Recent Faculty Publications
Professor Mary Helen Dupree’s article “Théorie et pratique de la déclamation littéraire en Allemagne à la fin du XIIIe siècle” appeared in the volume Paroles Ailées. Lectures en public d’œuvres littéraires (XVIe-XXIe siècle), edited by Françoise Waquet and published by Sorbonne Université Presses (2023). The essay was translated into French by Georgetown German alumnus Jared Boddum (CAS‘09) with assistance from Françoise Waquet. A second essay by Professor Dupree, “Plappermann’s Wanderjahre: Traveling Declamators and Knowledge Circulation Around 1800,” was published in German and European Cultural Histories, 1760-1830: Between Network and Narrative, edited by Birgit Tautz and Crystal Hall, as part of the Oxford University Studies in the Enlightenment series published by Liverpool University Press (2024). Jared Boddum also provided Dutch translation assistance for the chapter.

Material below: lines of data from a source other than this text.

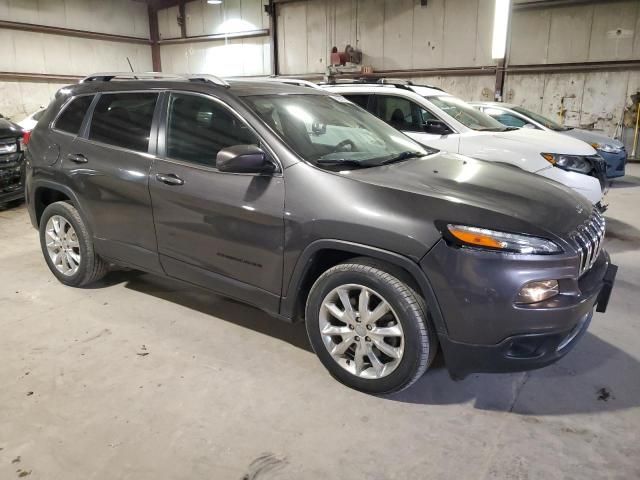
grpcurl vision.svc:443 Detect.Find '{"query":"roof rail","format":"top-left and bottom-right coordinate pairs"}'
top-left (80, 72), bottom-right (230, 87)
top-left (321, 76), bottom-right (444, 92)
top-left (265, 77), bottom-right (325, 90)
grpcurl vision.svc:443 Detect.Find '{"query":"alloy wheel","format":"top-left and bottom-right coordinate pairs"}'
top-left (318, 284), bottom-right (405, 379)
top-left (45, 215), bottom-right (81, 276)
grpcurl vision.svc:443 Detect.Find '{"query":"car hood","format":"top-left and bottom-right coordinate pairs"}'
top-left (491, 128), bottom-right (597, 155)
top-left (345, 152), bottom-right (591, 239)
top-left (0, 118), bottom-right (24, 137)
top-left (562, 128), bottom-right (624, 149)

Professor Friederike Eigler published a chapter, “Specters of German-Ukrainian History in Natascha Wodin’s Autofictional Novel Nastjas Tränen,” in the volume Interkulturelle Dialoge. Exil- und Gegenwartsliteratur, Europa- und Kunstdiskurse, edited by Michael Kessler (Stauffenburg Verlag 2023). A second article by Eigler appeared in the German Studies journal Seminar and was entitled “Unsettling German Memory Culture: The Role of Archives in Natascha Wodin’s Sie kam aus Mariupol” (Seminar 59.3 (2023): 221-240). Professor Eigler continues to serve as Editor-in-Chief of Gegenwartsliteratur: Ein germanistisches Jahrbuch. A German Studies Yearbook (Stauffenburg 2023), which produced a special issue on “Erinnerung-Autofiktion-Archiv” in 2023. Professor Astrid Weigert worked on the volume as Assistant Editor, and Georgetown PhD candidate Lorna McCarron provided support as editorial assistant.
Professor Verena Kick’s online article “Photography Illiterates of the Digital Present? On Digital Visual Literacy and Photobook Research” was published by the blog of the Kulturwissenschaftliches Institut, Essen, Germany (The Institute for Advanced Study in the Humanities), in their series Visual Literacy. Kick was an International Fellow at the KWI between October 2022 and March 2023. Her article is available online on the Kulturwissenschaftliches Institut’s blog.
Professor Marianna Ryshina-Pankova co-authored an essay for German Quarterly with Dr. Hiram Maxim (Emory University), entitled “Do language classrooms socialize linguistic indifference?” (German Quarterly, Volume 96, 2023).